Retirement Planning: 3 Reasons To Start

Retirement for a lot of folks seems so far away.  Oftentimes this results in a lack of urgency to begin saving for the future.  There will be expenses when you retire.  There are many forces to take into consideration when you think about when to start planning for retirement.  Knowing more about these challenges can give you motivation to begin saving for your future.  Money is active and always changing.  Below are three reasons for you to learn more and start planning for your retirement.



1) Inflation

Put simply, inflation is defined as continuously rising prices, or the continual fall in the the price of a dollar.  It is measured in percentages.  We all know the price of groceries and gas went up this past year.  The last decade inflation has averaged around 3%.  However, inflation in 2008 will probably be at least 4.0%.

I went to and found that what cost $20.00 in 1988 cost $35.54 in 2008.  This is a 77% increase in price over a 20 year span.  If you are 5 or 25 years from retiring, you must take inflation’s affect into account when thinking about your future.

I’m not a mathematician but if the rate for the past 20 years remains the same for the next 20, here is what a round of golf will cost.  Today’s cost: $30.00.  2028 = $53.10.

Sometimes seeing the numbers can help us see the need for investing now.  The earlier you begin saving can help you enjoy the benefits of the next reason.


2) Compound Interest

This has been called the 8th wonder of the world.  The money that you invest compounds each year. Example: $1200 invested in year 1, compounded twice a year at 10% interest is 1323 (1200 + 123)

                1323 at end of year 2, same 10% rate 1323 + 135 = 1458

                1458                     3,                      1452 + 145 = 1608

This example assumes you make no new contributions to the original amount. I’m not good at math so I included a link for you to run your own numbers.  

Here is the address:  http://www.webmath.compinterest.html.  When asked to enter how often the money compounds, I think 2 or 4 are what you find in most investments. I’m limited in the math of compound interest.

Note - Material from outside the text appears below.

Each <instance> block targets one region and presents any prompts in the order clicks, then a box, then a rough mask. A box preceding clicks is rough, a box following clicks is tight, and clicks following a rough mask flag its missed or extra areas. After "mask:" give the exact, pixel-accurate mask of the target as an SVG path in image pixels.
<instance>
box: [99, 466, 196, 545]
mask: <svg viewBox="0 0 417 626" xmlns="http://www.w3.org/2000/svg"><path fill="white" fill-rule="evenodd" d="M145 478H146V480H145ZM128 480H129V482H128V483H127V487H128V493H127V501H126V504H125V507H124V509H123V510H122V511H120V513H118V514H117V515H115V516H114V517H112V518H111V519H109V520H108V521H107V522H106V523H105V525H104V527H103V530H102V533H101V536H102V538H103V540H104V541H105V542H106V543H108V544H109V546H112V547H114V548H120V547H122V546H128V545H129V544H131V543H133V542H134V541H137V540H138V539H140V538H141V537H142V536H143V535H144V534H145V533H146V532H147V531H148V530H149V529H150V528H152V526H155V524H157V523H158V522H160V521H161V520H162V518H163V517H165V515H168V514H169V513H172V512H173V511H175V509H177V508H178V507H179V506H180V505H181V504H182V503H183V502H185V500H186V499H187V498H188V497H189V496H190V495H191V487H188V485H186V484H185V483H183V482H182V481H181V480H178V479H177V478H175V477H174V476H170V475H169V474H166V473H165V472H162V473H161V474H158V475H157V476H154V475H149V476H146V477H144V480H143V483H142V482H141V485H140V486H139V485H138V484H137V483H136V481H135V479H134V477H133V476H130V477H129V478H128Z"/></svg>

However, this is valuable knowledge to grasp in regards to how money can grow.


3) Healthcare Costs

Medical News Reports Today reports that healthcare spending grew at a rate of  6.1% in 2007 down a little bit from 2006 rate of  6.7%.  If you breathe air you know the high cost of healthcare.  There is no sign that this rate will decline in the years ahead.  The average inflation rate in America is only half of the growth rate of healthcare costs. We will have healthcare costs in retirement.  They will be a real issue as we become older.

Here are three reasons you need retirement money for healthcare:

1) Your need for healthcare treatment increases as we age; 2) The cost of those services are going to be higher; 3) Medicare coverage will not cover all medical expenses in retirement.  The Kaiser Family Foundation reports the following expenses as uncovered by Medicare: dental care, eye exams, eyeglasses, short-term skilled nursing care, and healthcare given outside the United States.  In summary, you need to have retirement dollars set aside for healthcare expenses.